Question: Suppose that we use double hashing to resolve collisions; that is, we use the hash function $ h(k, i) = (h_1(k) + ih_2(k)) \bmod{m} $. Show that the probe sequence $<h(k, 0), h(k, 1), \cdots , h(k, m – 1)>$ is a permutation of the slot sequence $(0, 1, … , m-1)$ if and only if $h_2(k) $ is relatively prime to $m$. (Hint: See Greatest Common Divisor (GCD)).
Double hash function uses two hash functions, given that $h(k, i) = (h_i(k) + ih_2(k)) \bmod{m} $, such that integer $i$ is $i=0, \cdots, m-1$ when we probe in case of collision, so we start first with $i=0$, if there is a collision, then $i=1$ and so on until we find an empty slot. They key $k \in \mathbb{Z}$.
Attempt: Relatively prime and co-prime is same thing. So if $h_2(k) $ is relatively prime to $m$, then their $gcd(h_2(k), m) = 1$. So, if $h_2(k)$ is always co-prime to each other, we can see we always get a number between $h_2(k) \bmod{m}$ that is in slots $(0, \cdots, m-1)$. If $h_2(k) $ is not relatively prime to $m$, then for the probe sequence $<h(k, 0), h(k, 1), \cdots , h(k, m – 1)>$, we might get two elements in the probe sequence that are identical to each other. This is how I approached it, so I am not sure how that will prove that $<h(k, 0), h(k, 1), \cdots , h(k, m – 1)>$ is a permutation of $(0, 1, … , m-1)$ anyway.
Best Answer
It seems that what you want is to show that $$ \{a+bk\bmod m:0\le k\lt m\}\tag1 $$ goes through all $m$ residue classes mod $m$ if and only if $(b,m)=1$.
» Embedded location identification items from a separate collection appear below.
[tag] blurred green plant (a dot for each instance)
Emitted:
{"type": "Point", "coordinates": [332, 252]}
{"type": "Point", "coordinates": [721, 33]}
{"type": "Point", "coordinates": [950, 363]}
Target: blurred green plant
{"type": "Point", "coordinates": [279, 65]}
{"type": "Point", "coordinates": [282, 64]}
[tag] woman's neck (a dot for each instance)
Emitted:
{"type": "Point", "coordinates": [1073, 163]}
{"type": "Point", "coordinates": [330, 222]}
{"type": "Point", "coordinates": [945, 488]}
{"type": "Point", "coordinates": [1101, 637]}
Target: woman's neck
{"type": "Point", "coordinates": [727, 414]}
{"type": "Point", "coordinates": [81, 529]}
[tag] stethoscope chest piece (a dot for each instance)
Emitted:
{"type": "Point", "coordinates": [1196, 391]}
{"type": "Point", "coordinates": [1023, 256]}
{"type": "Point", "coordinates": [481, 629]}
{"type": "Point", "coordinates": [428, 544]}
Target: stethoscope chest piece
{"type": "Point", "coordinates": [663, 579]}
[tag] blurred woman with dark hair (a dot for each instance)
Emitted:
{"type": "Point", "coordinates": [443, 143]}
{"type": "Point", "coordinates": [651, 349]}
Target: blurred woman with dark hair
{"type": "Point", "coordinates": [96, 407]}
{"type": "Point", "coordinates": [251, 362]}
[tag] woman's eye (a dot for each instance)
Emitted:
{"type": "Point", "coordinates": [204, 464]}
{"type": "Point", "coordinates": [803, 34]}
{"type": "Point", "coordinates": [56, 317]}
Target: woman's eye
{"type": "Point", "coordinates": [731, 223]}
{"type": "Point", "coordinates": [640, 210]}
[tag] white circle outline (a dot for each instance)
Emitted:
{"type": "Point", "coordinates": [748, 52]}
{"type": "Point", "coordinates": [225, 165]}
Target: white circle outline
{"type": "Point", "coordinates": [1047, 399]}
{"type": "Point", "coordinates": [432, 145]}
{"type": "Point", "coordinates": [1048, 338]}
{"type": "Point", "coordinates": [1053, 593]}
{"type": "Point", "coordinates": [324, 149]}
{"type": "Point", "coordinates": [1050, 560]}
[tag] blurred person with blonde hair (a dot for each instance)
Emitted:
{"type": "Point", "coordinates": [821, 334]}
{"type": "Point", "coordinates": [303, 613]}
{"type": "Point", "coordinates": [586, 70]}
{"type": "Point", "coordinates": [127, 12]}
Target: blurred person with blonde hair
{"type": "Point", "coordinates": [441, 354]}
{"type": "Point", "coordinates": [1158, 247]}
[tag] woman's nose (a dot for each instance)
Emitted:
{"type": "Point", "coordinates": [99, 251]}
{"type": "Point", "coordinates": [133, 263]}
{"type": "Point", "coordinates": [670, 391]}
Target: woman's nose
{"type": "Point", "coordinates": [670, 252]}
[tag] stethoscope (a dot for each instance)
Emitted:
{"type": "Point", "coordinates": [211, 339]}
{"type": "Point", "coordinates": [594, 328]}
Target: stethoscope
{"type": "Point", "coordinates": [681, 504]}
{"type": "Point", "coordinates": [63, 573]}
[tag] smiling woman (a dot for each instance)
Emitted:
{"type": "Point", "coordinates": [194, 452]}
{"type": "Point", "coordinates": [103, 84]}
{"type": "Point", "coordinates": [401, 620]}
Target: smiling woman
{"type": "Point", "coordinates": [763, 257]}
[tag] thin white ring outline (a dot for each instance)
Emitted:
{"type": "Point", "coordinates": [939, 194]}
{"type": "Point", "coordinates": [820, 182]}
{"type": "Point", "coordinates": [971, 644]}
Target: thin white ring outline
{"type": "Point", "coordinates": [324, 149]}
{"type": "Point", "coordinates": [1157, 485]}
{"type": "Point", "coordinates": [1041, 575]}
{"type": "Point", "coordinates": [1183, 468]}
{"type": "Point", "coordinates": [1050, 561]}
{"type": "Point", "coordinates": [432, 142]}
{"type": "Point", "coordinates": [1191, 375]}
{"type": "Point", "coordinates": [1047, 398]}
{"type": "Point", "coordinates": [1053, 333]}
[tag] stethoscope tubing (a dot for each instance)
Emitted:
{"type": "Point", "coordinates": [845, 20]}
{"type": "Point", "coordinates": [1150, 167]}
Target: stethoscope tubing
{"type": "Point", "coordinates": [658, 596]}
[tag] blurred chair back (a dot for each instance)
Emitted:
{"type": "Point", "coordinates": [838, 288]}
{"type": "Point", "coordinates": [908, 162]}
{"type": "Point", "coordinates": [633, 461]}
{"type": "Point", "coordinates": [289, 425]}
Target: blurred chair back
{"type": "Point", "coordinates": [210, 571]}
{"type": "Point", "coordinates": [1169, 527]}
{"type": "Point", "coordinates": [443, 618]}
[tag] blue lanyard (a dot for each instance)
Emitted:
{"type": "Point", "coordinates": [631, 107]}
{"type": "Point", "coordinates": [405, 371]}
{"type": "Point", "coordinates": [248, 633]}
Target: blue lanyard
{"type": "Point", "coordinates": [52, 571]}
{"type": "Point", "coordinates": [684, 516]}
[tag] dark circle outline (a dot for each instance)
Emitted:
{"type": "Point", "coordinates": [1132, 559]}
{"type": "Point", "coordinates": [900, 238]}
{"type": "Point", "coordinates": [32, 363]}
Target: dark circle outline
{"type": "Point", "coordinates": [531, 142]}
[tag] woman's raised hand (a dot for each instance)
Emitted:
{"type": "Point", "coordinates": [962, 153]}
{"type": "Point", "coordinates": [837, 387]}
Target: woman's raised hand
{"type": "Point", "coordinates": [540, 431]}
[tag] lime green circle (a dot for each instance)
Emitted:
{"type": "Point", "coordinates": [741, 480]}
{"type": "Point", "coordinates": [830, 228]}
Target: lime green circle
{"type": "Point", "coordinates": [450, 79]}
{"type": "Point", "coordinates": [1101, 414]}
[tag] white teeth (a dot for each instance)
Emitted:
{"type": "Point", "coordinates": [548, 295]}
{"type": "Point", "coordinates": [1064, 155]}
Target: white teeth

$\boldsymbol{(b,m)=1\implies}$ Covering All Residue Classes $\boldsymbol{\bmod{m}}$
If $(b,m)=1$, then Bezout's Identity says there are $x,y\in\mathbb{Z}$ so that $$ bx+my=1\tag2 $$ In this case, $x$ is the inverse of $b$ mod $m$. Thus, for any $c$, if we let $k=x(c-a)$, we have $$ \begin{align} a+bk &=a+b(x(c-a))\tag{3a}\\ &=a+(bx)(c-a)\tag{3b}\\ &\equiv a+(c-a)&\pmod{m}\tag{3c}\\ &=c\tag{3d} \end{align} $$ That is, $(1)$ goes through all residue classes mod $m$. That is, $a+bk$ is a surjection from the residue classes mod $m$ to the residue classes mod $m$, and a surjection from a finite set to itself is a permutation.
Covering All Residue Classes $\boldsymbol{\bmod{m}\implies(b,m)=1}$
Suppose we want $$ a+bk\equiv a+1\pmod{m}\tag4 $$ $(4)$ says that there is an $x\in\mathbb{Z}$ so that $$ bk+xm=1\tag5 $$ and $(5)$ says that $(b,m)=1$.